Le fort du Bruissin rassemble des œuvres issues des collections d’art contemporain des artothèques de la région, sur le thème du végétal. Majoritairement bidimensionnelles, elles nous parlent des rapports entre l’homme et la nature.
Entre le végétal et l’art, c’est une grande histoire d’amour. Déjà l’homme préhistorique usait des végétaux pour créer les pigments et le liant de ses peintures pariétales. Si les formes, les couleurs, les textures des végétaux ont servi de décor ou de sujet à part entière à travers toute l’histoire de l’art, ils trouvent leur pleine utilisation avec les artistes du Land Art, qui en font leur sujet, leur matériau de prédilection et le cadre de leurs actions. Il est donc logique de les voir en bonne place dans cette exposition, tel Andy Goldsworthy, chantre de l’art éphémère. Par ses œuvres in situ (à base de pierres, de feuilles, de branches), l’artiste cherche à créer une forme d’harmonie brève entre la nature et lui. La minimontagne zébrée de Five Tree Drawings relève de cet instant fugace, dont la seule trace reste la photographie présentée ici.

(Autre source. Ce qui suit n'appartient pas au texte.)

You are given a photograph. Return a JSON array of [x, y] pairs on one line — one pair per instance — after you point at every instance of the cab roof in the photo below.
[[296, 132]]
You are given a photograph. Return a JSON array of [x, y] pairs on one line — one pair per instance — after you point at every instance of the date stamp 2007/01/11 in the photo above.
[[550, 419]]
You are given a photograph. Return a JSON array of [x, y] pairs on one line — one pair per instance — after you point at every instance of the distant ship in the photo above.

“C’est la nature en tant que telle qui m’intéresse. Toute intervention humaine signifie destruction”, disait Nils Udo. Une posture partagée par d’autres artistes dont les œuvres reposent sur une inscription sans heurt du corps dans le paysage, une façon de prendre le pli de la nature, comme dans les célèbres autoportraits contorsionnistes en noir et blanc d’Arno Rafael Minkkinen. Point de roulement en boule ou d’étirement dans Asikkala, mais l’image simple d’un corps dissimulé derrière un arbre les bras tendus à la perpendiculaire, rapprochement entre la nature et la religion, cher aux panthéistes romantiques.
Cette adaptation aux formes de la nature est aussi à l’œuvre chez Daniel Donadel, rejouant le mythe de la cabane dans les arbres, version funambule. Dans une certaine mesure, cette prise de pli du corps humain se rapproche encore des analogies formelles entre l’homme et la nature que révèlent des artistes comme Peter Hutchinson, qui compare sa main aux cinq “doigts” d’une étoile de mer. Bref, l’artiste est un végétal comme les autres.
Lieu de toutes les projections
Si la nature est le terrain de jeu de certains artistes, elle est aussi le lieu de toutes les projections possibles, et l’art a très tôt exploité son potentiel onirique. Elle est un décor tant réel qu’imaginaire dans le travail photographique de Nils Udo, comme dans Coquelicot qui met en scène un étrange enfant, créature aux larges taches rouges assis sur un tapis de fougères enfoui au milieu des branches. Elle est aussi un réceptacle des sentiments les plus variés. Devant la photographie diaphane d’un arbre déraciné, cet autre imposant planté devant une maison ou celui resté hors champ dont les ombres sont projetées au sol, chacun fera sa petite histoire, éprouvera selon ses états d’âme. Pourvoyeur de motifs, le végétal montre également son potentiel d’abstraction, que les artistes révèlent : par un cadrage spécifique comme dans les magnifiques tirages bleus de Mathilde Darel, visions presque tarkovskiennes de la nature ; par l’isolement d’une branche, réduite à une simple ligne chez François Morellet ; ou par des formes sculpturales abstraites se déployant en corolle, Les Graines de Sylvie Maurice. Figuratives ou abstraites, les œuvres rassemblées ici sont le résultat de connexions entre la nature et celui qui la regarde, la reproduit ou y agit.
“Du végétal dans l’art” est une exposition peu bavarde (l’accrochage n’opère aucun regroupement précis mais invite plutôt aux associations libres entre les œuvres) et peut-être un peu trop solennelle avec ses cimaises en dégradé de gris anthracite, mais elle offre sans doute les conditions propices à une certaine forme de méditation, sur le rapport de l’artiste – et par extension de l’homme – et de la nature, sur la place qu’on lui accorde aujourd’hui. Une réflexion qui résonne d’autant plus dans un fort du Bruissin dont l’architecture est l’exemple même de l’inscription séculaire de l’un dans l’autre.
Du végétal dans l’art. Jusqu’au 11 novembre, au fort du Bruissin, centre d’art contemporain de Francheville (69).